A Organização Mundial da Saúde – OMS, conceitua saúde como: “o
completo estado de bem-estar físico, psíquico ou social”. A não aceitação de
seu gênero biológico, aliado ao sua cirurgia de transgenitalização e o registro
civill provoca desajuste psicológico e moral ao transexual, logo não se pode
falar em bem-estar físico, psíquico e social.
“Assim, o direito à adequação do registro é uma garantia à saúde, e a
negativa de modificação afronta imperativo constitucional, revelando severa
violação aos direitos humanos” (Maria Berenice Dias. União Homossexual: o
Preconceito e a Justiça, 3ª edição.
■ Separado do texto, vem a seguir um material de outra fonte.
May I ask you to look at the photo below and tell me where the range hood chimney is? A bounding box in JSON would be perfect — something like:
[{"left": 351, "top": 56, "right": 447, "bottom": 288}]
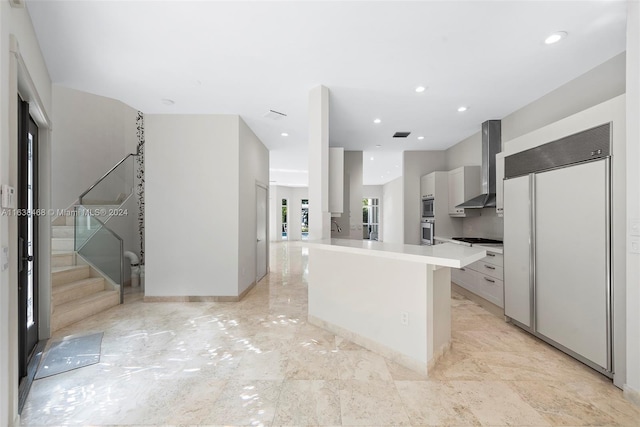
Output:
[{"left": 456, "top": 120, "right": 501, "bottom": 209}]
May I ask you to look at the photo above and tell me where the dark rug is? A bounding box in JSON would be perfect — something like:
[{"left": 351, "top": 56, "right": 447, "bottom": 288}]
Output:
[{"left": 34, "top": 332, "right": 103, "bottom": 379}]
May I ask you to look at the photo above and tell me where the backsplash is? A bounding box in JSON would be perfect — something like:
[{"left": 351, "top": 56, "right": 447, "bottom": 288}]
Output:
[{"left": 462, "top": 208, "right": 504, "bottom": 240}]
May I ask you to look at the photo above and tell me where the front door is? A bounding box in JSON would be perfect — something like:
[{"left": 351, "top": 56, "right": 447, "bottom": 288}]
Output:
[
  {"left": 256, "top": 185, "right": 267, "bottom": 281},
  {"left": 18, "top": 98, "right": 39, "bottom": 379}
]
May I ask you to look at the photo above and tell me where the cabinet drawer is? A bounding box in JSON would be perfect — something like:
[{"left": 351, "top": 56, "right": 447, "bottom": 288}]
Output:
[
  {"left": 452, "top": 266, "right": 477, "bottom": 293},
  {"left": 476, "top": 276, "right": 504, "bottom": 308},
  {"left": 483, "top": 251, "right": 503, "bottom": 267},
  {"left": 470, "top": 261, "right": 504, "bottom": 280}
]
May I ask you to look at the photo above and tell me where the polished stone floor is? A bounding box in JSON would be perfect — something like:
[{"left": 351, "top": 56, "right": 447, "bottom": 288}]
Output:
[{"left": 21, "top": 242, "right": 640, "bottom": 426}]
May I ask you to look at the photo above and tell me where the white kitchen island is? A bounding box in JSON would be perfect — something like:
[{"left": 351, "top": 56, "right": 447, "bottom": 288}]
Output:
[{"left": 307, "top": 239, "right": 486, "bottom": 374}]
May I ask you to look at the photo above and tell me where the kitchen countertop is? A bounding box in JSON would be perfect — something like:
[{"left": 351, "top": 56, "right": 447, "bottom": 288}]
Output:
[
  {"left": 306, "top": 238, "right": 486, "bottom": 268},
  {"left": 434, "top": 236, "right": 504, "bottom": 255}
]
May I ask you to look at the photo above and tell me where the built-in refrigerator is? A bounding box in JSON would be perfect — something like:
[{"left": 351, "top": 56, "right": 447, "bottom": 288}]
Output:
[{"left": 503, "top": 123, "right": 612, "bottom": 376}]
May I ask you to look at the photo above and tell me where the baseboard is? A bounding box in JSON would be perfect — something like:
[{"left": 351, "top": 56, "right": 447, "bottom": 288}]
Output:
[
  {"left": 623, "top": 384, "right": 640, "bottom": 407},
  {"left": 451, "top": 282, "right": 504, "bottom": 318},
  {"left": 308, "top": 314, "right": 448, "bottom": 376},
  {"left": 144, "top": 280, "right": 257, "bottom": 303}
]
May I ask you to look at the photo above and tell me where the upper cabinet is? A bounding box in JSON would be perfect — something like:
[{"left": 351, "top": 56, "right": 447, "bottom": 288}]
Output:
[
  {"left": 420, "top": 173, "right": 435, "bottom": 198},
  {"left": 448, "top": 166, "right": 481, "bottom": 217},
  {"left": 496, "top": 152, "right": 505, "bottom": 217}
]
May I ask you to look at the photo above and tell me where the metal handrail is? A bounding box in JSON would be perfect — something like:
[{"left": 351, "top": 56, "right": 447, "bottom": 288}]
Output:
[{"left": 78, "top": 153, "right": 137, "bottom": 204}]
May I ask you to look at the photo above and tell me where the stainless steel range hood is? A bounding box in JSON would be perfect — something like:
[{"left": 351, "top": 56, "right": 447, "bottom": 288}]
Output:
[{"left": 456, "top": 120, "right": 502, "bottom": 209}]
Porto alegre: Livraria do Advogado, ano
2006, p. 124).
A celeuma vivida pela pessoa que não se encaixa em seu sexo
transcende à mera opção sexual e passa a obstaculizar a sua dignidade.
Isso é o que dizem os psiquiatras e psicólogos, pessoas que estão
autorizadas a emitirem pareceres sobre o tema.
Logo, a intervenção do Poder Judiciário ocorre somente no momento em
que, avaliado o pedido sob a ótica dos especialistas, constata-se que a parte
realmente não se encaixa em seu sexo e necessita mudá-lo para seguir sua
vida com dignidade.
Desse modo, a retificação do registro de nascimento não trará qualquer
prejuízo à sociedade restringindo-se apenas à garantia da dignidade daquele
que a pleiteia, mormente, quando a retificação do nome já foi permitida,
faltando apenas a retificação do sexo. (APELAÇÃO Nº Nº 70065099772.
OITAVA CÂMARA CÍVEL DO TRIBUNAL DE JUSTIÇA DO ESTADO DO RIO
GRANDE DO SUL. DESEMBARGADORES: LUIZ FELIPE BRASIL SANTOS
(PRESIDENTE) E DR. JOSÉ PEDRO DE OLIVEIRA ECKERT. RELATOR:
DES. ALZIR FELIPPE SCHMITZ. PORTO ALEGRE, 16 DE JULHO DE 2015)
Ora, se o autor se considera mulher e assim é visto pela sociedade e
pela medicina, não pode continuar nessa situação degradante, vexatória e
aviltante que afronta os mais relevantes princípios fundamentais, como o
Princípio da Dignidade da Pessoa Humana
Com isso, não há dúvidas de que o pedido declaratório de gênero deve
ser deferido, do contrário, o autor continuará passando por meios
constrangedores e degradantes, infringindo os princípios constitucionais já
citados e explanados anteriormente.
DOS PEDIDOS:
Diante do exposto requer a Vossa Excelência:
a) I
ntimação do Ministério Público;
b) O
ficiar o Cartório de Registro de Pessoas Naturais;
c) Q
ue seja julgado procedente o pedido de alteração de gênero com a
consequente alteração no RCPN (Registro Civil de Pessoas
Naturais).
DAS PROVAS:
Requer a produção de todas as provas em direito admitidas.
VALOR DA CAUSA:
Dá-se o valor da causa de R$ 1.000,00 reais.
Nestes termos,
Pede deferimento
Rio de Janeiro, 02 de outubro de 2015.